En este disco podemos encontrar más de un testigo de esa lucha, y Love of my life es uno de ellos. Una pieza realmente digna del mismísimo Frédéric Chopin, en donde nuevamente oímos el arpa de May y la declaración de amor más sincera que podemos encontrar grabada en un disco. Mercury canta a su novia de aquellos años, Mary Austin, que es “el amor de su vida” y que ni el tiempo ni el espacio van a poder con ese sentimiento.
La historia acabó por convertir a esa canción en una profecía, ya que a pesar de romper su relación sentimental, a pesar de que Mercury se asumiese homosexual, a pesar de que Austin se casó y formó una familia, nunca se separaron, siendo Austin secretaria de la banda durante años y asistente personal del cantante, llegando a ser la heredera de la mitad de la fortuna de Freddie al morir.
Para sacudirnos las lágrimas y prepararnos para el final del disco tenemos uno de los números más osados y curiosos del disco. Good Company es un homenaje que quiso hacer Brian May a su padre, gran interprete del ukelele y aficionado a las Big Band de música dixie de New Orleans. Para lo cuál grabó todas las líneas de clarinetes, trompetas, trombones y saxos utilizando exclusivamente su famosa guitarra Red Special y las distintas posibilidades sonoras que ésta ofrecía con sus tres micrófonos. El resultado es una muestra de talento y técnica digno de una cátedra.
Y ya nos acercamos al final, al momento que todos esperamos cuando escuchamos este disco: Bohemian Rapsody. Una opereta, un puzzle, un cadaver exquisito de un solo cerebro. La canción que ostenta el lujo de ser un single megaexitoso con sus seis minutos de duración y su más que excéntrica estructura.
Una explosión de genialidad que nadie en la banda fue capaz de comprender hasta que Freddie Mercury consiguió grabar todos los fragmentos y unirlos en el estudio, para que los demás miembros comprendiesen lo que ocurría en su cabeza. No voy a detallar nada del tema, Lázaro, levántate y dale al play.

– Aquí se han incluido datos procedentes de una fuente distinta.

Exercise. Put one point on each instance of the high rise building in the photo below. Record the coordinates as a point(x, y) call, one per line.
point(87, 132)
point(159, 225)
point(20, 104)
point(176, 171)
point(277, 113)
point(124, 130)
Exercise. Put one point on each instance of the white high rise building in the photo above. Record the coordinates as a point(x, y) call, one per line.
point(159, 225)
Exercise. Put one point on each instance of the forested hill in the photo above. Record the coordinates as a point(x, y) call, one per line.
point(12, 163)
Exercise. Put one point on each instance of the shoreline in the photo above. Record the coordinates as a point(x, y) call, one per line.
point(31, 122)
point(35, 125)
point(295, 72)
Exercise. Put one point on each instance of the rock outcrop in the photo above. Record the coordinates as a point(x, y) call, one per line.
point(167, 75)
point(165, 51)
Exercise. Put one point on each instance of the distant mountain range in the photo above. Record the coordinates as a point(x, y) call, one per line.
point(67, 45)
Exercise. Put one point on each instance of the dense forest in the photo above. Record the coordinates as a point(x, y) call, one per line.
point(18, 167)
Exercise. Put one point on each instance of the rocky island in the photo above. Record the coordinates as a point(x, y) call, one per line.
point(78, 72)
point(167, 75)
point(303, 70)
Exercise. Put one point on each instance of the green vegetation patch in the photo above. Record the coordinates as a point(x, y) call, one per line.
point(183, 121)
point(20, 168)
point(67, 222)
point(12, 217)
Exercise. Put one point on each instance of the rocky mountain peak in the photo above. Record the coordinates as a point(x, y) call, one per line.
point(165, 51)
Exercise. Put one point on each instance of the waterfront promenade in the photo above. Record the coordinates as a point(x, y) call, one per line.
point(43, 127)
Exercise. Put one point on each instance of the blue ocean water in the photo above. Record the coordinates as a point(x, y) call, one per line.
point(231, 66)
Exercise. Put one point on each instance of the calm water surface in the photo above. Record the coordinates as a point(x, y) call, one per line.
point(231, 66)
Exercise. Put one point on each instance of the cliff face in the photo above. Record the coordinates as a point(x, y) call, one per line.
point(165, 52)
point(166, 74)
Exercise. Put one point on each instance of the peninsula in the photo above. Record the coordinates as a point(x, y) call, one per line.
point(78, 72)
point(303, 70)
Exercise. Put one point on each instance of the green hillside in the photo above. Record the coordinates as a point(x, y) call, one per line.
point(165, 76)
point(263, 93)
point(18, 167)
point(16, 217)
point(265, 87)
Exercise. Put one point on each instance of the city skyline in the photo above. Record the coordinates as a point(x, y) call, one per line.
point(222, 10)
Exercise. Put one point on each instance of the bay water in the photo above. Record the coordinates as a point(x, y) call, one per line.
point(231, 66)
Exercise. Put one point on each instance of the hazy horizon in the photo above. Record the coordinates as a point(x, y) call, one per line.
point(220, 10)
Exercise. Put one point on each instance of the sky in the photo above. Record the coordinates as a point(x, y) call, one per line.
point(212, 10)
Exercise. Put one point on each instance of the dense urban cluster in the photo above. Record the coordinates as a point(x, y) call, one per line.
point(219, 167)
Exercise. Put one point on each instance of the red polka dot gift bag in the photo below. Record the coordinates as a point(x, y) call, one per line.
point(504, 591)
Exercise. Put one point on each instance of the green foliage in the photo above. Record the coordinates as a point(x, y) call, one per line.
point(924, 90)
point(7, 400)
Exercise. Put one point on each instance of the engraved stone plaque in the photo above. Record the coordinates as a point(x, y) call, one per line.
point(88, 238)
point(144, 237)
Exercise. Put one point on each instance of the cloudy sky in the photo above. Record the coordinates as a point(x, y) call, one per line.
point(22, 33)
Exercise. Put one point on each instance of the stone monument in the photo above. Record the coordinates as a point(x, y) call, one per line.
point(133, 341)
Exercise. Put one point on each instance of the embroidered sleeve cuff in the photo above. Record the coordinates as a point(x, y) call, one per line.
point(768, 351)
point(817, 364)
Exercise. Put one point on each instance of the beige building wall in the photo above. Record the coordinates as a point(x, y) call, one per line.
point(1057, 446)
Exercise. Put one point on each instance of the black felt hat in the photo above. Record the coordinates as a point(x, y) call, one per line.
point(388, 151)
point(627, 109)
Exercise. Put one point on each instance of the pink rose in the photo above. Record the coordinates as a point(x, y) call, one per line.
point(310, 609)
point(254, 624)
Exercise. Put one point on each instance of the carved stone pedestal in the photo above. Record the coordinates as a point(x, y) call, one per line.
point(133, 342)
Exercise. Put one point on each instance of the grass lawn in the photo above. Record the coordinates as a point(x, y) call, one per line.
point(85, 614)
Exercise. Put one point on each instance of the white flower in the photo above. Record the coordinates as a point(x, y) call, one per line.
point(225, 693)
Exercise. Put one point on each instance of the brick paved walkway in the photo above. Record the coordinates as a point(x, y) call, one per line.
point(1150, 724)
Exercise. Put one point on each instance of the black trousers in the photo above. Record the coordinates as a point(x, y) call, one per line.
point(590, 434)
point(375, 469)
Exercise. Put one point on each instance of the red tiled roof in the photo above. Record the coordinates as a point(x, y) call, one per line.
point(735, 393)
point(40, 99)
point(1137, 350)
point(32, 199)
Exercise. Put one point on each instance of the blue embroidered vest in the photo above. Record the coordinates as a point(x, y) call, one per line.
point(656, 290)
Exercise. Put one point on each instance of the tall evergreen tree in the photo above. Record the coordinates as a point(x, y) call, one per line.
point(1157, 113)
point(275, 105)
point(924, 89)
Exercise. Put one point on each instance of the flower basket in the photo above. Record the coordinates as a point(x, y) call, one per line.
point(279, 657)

Como nota de color quedaría remarcar la respuesta inglesa de Brian May a la versión de Jimi Hendrix (de quien es un reconocidísimo fan) del himno de los USA con su más que magistral Good save the Queen.

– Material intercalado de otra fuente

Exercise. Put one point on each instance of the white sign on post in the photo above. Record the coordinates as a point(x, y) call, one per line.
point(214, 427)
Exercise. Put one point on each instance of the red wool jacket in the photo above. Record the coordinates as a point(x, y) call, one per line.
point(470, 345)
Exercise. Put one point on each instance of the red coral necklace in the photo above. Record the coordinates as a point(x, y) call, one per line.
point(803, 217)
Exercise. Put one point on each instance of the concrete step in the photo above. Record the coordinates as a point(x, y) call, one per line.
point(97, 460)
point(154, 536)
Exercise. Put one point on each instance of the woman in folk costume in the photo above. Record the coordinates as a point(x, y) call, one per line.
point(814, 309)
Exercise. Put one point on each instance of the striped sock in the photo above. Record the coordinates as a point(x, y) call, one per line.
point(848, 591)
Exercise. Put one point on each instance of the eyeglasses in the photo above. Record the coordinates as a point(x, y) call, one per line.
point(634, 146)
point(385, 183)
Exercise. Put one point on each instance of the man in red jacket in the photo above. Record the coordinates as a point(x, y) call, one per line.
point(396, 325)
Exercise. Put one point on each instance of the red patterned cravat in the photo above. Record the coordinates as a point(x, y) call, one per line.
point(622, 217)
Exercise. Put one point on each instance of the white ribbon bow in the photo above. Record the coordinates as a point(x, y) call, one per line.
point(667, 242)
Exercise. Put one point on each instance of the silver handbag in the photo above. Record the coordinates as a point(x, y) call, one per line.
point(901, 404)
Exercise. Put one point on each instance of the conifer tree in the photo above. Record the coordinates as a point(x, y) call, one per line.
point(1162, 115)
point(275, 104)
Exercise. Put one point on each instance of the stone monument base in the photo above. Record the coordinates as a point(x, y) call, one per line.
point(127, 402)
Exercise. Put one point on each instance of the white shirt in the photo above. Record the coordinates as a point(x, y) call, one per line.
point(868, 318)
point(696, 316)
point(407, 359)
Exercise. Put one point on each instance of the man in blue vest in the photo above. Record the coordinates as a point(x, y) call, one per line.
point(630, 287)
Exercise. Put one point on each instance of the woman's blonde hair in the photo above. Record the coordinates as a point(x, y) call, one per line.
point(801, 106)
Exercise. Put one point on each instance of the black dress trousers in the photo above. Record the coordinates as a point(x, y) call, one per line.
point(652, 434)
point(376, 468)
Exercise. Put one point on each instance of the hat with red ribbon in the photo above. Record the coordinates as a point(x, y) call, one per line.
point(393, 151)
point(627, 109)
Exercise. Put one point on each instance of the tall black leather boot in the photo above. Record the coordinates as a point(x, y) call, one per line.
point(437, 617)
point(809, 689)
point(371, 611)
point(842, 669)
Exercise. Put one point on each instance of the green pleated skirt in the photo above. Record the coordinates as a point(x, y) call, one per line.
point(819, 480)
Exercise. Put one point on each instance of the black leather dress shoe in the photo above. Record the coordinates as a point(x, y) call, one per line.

El pasado veinticuatro de noviembre se cumplieron veintiséis años de la muerte de Freddie Mercury, y el veintiuno del mismo mes se cumplieron cuarenta y dos años de la publicación de A Night at the Opera, mucho tiempo ha pasado tanto de una cosa como de la otra. O no. Porque yo aún recuerdo como si fuese ayer todo.
Despertarme con el solo de guitarra de Bohemian Rapsody a los cuatro años y saltar en la cama como si no existiese más actividad diaria que esa, o dormirme con el piano de Love of my Life, o cómo mi madre venía a cambiar de lado el disco de vinilo una y otra vez para que yo no raye el disco con la púa (millenials ¿¡que les enseñan en la escuela?!), o la mañana en que nos tomaron una foto a mi hermano y a mi, con cara de sueño, en pijama de verano, en la cocina de casa y que no puedo verla sin que empiecen a sonar en mi cabeza los primeros acordes de You Are my Best Friend.
O la noche en que Freddie Mercury murió y justo mi tío estaba de visita en casa, y yo sentía que por primera vez (de muchas) me robaban algo, que hasta entonces era mío. O el show tributo que se le hizo a Freddie en Wembley, que yo pude ver por la tele desde Buenos Aires con nueve años, y gracias al cuál descubrí a Metallica y Guns and Roses.
Nunca voy a poder olvidar todo lo que Queen transformó en mí, ni voy olvidar cuán formativos han sido en mi vida, y aún lo siguen siendo.
Por eso creo que no voy a poder mantener mi promesa con el tiempo, por que el tiempo, y en especial ése al que llamamos “en mi época” esta lleno de vida, de aromas, de sonidos y furias, de azufres y carbonos, de aire y dolores y miedos y aventura, de golpes y sangre, azúcar y saliva.
Porque ya lo dijese Baudelaire, Saint-Exupery o Rilke, la infancia es nuestra única patria. Y en la mía, se hacían discos.